In this case, it seems that the second parameter gets evaluated first.
(I used the FPC 3.0.4 on Linux x86-64)
But may I rely on this behaviour? Or does it depend on compiler optimizations an/or settings? And what about different compiler versions?
not tested but maybe make it inlined?
It's semi-documented here (https://wiki.freepascal.org/Code_Conversion_Guide#Order_of_parameter_evaluation) (and probably should be added to the official documentation).
Inlining doesn't guarantee when each parameter will be evaluated, so the "problem" persist: the inlined code for the second parameter might be either before or after that of the first, depending on target, optimization level, phase of the moon, ...
Inlining doesn't guarantee when each parameter will be evaluated, so the "problem" persist: the inlined code for the second parameter might be either before or after that of the first, depending on target, optimization level, phase of the moon, ...
OP should also note that PascalDragon didn't say "implementation defined", i.e. might depend on the target and the precise version of the compiler, he specifically said "may apply better optimizations" so there's no guarantee that consecutive invocations of the same function will have the same parameter evaluation order. And I suspect that inlining, by potentially allowing the optimiser to look at a bigger tree, could make that "worse" rather than "better".

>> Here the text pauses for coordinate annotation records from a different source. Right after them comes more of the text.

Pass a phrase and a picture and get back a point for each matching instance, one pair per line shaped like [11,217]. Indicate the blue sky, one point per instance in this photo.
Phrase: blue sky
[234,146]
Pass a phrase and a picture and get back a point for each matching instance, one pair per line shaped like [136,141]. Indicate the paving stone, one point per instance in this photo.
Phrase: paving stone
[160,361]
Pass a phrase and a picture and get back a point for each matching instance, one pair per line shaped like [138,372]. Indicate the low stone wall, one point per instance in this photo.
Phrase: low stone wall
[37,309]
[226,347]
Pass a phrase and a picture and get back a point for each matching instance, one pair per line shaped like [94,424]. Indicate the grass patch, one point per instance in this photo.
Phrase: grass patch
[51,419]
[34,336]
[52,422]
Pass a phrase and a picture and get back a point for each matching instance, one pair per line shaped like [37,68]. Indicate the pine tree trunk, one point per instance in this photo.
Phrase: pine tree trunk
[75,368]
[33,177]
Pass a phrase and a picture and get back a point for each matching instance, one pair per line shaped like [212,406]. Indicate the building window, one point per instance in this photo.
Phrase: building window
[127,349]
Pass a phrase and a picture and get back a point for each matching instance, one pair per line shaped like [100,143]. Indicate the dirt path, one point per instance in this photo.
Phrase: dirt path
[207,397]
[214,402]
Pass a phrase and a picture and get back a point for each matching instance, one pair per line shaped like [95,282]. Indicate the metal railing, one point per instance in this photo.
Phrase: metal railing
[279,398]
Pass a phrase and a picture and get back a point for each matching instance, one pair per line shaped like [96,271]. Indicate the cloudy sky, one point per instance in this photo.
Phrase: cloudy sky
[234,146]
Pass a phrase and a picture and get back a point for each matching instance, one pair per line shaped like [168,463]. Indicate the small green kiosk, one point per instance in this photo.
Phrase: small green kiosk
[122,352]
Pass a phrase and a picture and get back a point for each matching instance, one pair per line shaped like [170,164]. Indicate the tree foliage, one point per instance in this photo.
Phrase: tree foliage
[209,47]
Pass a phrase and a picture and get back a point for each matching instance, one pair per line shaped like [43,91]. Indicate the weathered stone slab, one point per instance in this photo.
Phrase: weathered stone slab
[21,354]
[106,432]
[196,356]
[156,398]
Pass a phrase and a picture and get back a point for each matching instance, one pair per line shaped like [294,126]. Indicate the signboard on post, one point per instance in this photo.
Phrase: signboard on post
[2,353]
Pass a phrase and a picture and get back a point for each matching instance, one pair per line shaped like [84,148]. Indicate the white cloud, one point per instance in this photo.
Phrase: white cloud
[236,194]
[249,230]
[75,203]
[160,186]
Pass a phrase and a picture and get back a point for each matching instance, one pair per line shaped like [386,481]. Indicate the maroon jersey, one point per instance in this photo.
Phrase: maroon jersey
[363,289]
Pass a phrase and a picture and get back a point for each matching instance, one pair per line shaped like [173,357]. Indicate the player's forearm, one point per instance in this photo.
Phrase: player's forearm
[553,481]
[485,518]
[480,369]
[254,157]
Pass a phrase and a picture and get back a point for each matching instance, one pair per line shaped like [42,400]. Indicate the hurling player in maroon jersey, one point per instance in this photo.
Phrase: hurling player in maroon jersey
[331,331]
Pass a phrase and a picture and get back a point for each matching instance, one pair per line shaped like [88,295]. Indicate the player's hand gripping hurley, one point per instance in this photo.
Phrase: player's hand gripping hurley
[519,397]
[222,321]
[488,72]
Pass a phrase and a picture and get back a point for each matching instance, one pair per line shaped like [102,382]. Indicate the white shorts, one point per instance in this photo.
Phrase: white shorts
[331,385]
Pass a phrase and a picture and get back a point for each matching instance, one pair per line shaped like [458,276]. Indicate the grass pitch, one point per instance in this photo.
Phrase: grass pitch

I have run into this already using fpc. in 32 bit target I can use the PASCAL call convention and it seems to always call the arguments in the order that I present them... AS it should be
Calling the function inc twice within another function call (mean) obviously leads to different results, depending on the order of parameter evaluation.I understand that this is exactly why Inc and Dec are procedures in Pascal. Ambiguity caused by these functions in other languages is notorious.